- Theatrical release poster
- Directed by: Neil Burger
- Screenplay by: Neil Burger Olen Steinhauer
- Produced by: Neil Burger; Bill Block; Charles Miller;
- Starring: Phoebe Dynevor; Rhys Ifans;
- Cinematography: Jackson Hunt
- Edited by: Nick Carew
- Music by: Paul Leonard-Morgan
- Production companies: Miramax Nota Bene Productions
- Distributed by: IFC Films
- Release date: January 24, 2025;
- Running time: 101 minutes
- Country: United States
- Language: English
- Box office: $318,090

= Inheritance (2025 film) =

American action film

Inheritance is a 2025 American spy thriller film directed by Neil Burger from a screenplay he co-wrote with Olen Steinhauer starring Phoebe Dynevor and Rhys Ifans. The film was released in theaters on January 24, 2025. It received mixed reviews from critics.

==Premise==
A young woman is drawn into an international conspiracy after discovering her father is a spy.

==Production==
The script was co-written by Neil Burger and Olen Steinhauer, with Burger directing. The film is produced by Bill Block and Charles Miller, alongside Burger. The film was developed from an idea that Burger had during the COVID-19 pandemic and is international in scope, but was filmed entirely on an iPhone. Burger has described using an "experimental style of shooting" in which there "was no wait time for camera set- ups, no makeup checks, or rehearsals. We’d arrive at the location and then immediately shoot as much as we could in the time that we had. It enabled us to travel with a small crew".

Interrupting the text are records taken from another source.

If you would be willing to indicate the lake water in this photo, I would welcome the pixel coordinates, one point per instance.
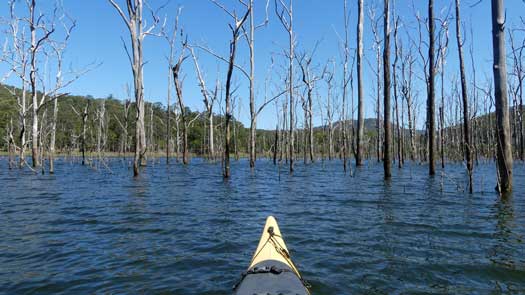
(184, 230)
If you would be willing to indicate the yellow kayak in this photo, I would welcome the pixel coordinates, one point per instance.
(271, 270)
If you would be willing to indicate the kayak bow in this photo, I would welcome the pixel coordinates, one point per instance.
(271, 270)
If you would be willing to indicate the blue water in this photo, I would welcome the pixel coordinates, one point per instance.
(184, 230)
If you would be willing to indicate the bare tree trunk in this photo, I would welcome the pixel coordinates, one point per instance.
(168, 116)
(276, 144)
(53, 137)
(345, 82)
(231, 63)
(183, 115)
(360, 94)
(32, 77)
(84, 129)
(431, 92)
(253, 114)
(396, 106)
(134, 22)
(287, 22)
(504, 150)
(387, 156)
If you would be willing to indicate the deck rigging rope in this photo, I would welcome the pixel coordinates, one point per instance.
(281, 251)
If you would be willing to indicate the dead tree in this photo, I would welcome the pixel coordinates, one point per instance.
(84, 117)
(170, 39)
(467, 145)
(346, 54)
(58, 49)
(377, 48)
(328, 77)
(396, 104)
(518, 72)
(17, 57)
(135, 24)
(250, 39)
(504, 149)
(387, 155)
(309, 79)
(431, 108)
(236, 30)
(209, 101)
(360, 92)
(180, 99)
(285, 15)
(40, 34)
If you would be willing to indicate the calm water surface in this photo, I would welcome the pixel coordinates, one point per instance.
(183, 230)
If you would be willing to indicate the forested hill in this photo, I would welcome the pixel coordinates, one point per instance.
(69, 123)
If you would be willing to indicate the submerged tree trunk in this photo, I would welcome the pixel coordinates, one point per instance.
(183, 115)
(467, 145)
(387, 156)
(431, 93)
(360, 94)
(504, 150)
(396, 105)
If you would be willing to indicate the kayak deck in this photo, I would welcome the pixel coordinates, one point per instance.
(271, 270)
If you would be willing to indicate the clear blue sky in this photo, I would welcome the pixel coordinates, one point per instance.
(99, 31)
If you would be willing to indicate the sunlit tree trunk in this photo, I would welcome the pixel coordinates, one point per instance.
(431, 92)
(467, 145)
(360, 92)
(387, 156)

The cast includes Phoebe Dynevor, Rhys Ifans, Ciara Baxendale and Kersti Bryan and also includes Daniel Joey Albright, Mitchell Hochman, Majd Eid, Byron Clohessy, Salim Siddiqui and José Alvarez.

Principal photography took place in New York City, Delhi, Seoul and Cairo in mid-2022.

==Release==
The film was released in the United States on January 24, 2025. It made $124,817 in its opening weekend.

== Reception ==
 Metacritic, which uses a weighted average, assigned the film a score of 55 out of 100, based on 12 critics, indicating "mixed or average" reviews.